Frau P. / 02. März 2007 (Antwort überarbeitet Mai 2018):

Ich suche weitere Informationen zum Rhätischen Hof an der Arnold Böcklin-Strasse 1 in Basel. Mich interessiert einerseits die Erbauerin, Frau Mary Pradella-Burckhardt, andererseits ihr Mann. Wer war das genau? Wissen Sie sonst noch etwas über das Palais als solches?

Antwort von altbasel.ch:

Der Rhätische Hof wurde 1923/24 vom deutschen Architekten Max Laeuger (1864-1952) erbaut. Den Auftrag dazu gab Mary Annie Pradella-Burckhardt (1872-1945), die Gattin des einige Jahre zuvor verstorbenen Arztes Christian Karl Pradella (1861-1919). Sie hatten sich in einem Sanatorium in Davos kennengelernt, wo er arbeitete. 1895 heirateten sie in Basel, wohin sie 1904 auch gemeinsam zogen.

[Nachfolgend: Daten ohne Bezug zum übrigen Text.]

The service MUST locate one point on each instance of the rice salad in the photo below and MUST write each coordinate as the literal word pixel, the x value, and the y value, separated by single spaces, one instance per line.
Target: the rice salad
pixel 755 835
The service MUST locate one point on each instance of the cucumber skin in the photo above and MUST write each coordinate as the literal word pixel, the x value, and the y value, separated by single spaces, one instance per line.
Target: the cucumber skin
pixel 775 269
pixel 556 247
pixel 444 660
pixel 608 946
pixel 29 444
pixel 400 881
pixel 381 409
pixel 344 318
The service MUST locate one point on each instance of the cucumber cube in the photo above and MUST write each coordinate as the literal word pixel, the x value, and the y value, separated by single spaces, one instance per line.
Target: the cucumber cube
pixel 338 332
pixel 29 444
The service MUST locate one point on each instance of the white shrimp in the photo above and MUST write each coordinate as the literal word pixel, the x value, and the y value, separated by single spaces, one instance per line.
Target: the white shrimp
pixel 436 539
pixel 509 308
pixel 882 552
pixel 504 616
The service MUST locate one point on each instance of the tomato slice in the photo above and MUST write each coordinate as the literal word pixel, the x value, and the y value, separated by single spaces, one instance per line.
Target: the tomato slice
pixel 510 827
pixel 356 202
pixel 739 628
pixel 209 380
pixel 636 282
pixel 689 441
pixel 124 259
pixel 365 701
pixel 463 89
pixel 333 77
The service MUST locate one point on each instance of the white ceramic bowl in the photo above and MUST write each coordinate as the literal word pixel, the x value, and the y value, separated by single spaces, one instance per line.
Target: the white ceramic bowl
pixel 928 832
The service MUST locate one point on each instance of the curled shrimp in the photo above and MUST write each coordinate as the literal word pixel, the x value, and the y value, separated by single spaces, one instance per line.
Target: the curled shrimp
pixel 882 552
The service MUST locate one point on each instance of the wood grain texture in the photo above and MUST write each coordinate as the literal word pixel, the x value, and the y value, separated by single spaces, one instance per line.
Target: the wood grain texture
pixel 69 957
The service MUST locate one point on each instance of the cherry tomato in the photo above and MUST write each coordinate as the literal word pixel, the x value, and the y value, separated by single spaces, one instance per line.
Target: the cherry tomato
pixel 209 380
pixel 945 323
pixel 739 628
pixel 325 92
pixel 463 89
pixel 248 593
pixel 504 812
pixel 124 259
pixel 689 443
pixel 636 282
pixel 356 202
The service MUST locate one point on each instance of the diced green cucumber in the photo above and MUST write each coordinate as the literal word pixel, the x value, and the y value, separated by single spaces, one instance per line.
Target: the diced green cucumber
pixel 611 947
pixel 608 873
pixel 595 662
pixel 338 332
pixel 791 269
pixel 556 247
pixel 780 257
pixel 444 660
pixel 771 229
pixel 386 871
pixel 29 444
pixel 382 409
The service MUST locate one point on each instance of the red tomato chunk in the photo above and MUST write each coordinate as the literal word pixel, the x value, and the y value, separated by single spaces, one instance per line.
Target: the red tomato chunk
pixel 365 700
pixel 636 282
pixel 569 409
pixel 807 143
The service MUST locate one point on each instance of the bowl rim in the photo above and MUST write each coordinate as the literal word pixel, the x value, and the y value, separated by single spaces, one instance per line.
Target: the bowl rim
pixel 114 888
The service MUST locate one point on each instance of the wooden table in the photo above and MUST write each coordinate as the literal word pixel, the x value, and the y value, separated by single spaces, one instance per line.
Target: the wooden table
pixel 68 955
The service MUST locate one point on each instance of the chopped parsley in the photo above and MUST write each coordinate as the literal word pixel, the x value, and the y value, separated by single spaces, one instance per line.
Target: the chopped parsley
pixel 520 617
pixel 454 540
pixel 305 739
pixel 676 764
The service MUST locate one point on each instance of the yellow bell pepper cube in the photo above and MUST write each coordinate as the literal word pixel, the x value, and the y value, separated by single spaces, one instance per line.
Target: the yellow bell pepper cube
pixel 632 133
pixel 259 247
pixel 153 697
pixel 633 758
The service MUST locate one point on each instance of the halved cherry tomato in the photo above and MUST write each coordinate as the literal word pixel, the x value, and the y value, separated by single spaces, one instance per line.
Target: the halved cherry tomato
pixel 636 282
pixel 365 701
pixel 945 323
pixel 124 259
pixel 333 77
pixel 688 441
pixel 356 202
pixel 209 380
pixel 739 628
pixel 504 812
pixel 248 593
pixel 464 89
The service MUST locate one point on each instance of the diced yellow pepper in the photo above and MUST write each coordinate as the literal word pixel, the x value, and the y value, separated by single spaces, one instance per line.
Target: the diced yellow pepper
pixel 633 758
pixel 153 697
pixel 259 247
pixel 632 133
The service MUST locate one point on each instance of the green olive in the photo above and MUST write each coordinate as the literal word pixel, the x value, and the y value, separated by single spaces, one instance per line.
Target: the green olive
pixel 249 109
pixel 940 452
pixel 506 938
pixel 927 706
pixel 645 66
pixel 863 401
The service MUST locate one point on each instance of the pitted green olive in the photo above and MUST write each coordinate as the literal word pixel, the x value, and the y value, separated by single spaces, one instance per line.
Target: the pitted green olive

Nach dem Pradella an den Folgen eines Schlaganfalls starb, wandelte sich seine kinderlose Witwe voller Tatendrang zur Musikmäzenin. Gleichzeitig lässt sich die wohlhabende Dame am Vierwaldstättersee eine Villa und an der Arnold Böcklin-Strasse in Basel ein nobles Anwesen bauen. Der aus Lörrach stammende Architekt Max Laeuger hatte bereits die Fassade von Küchlins Varieté-Theater gestaltet.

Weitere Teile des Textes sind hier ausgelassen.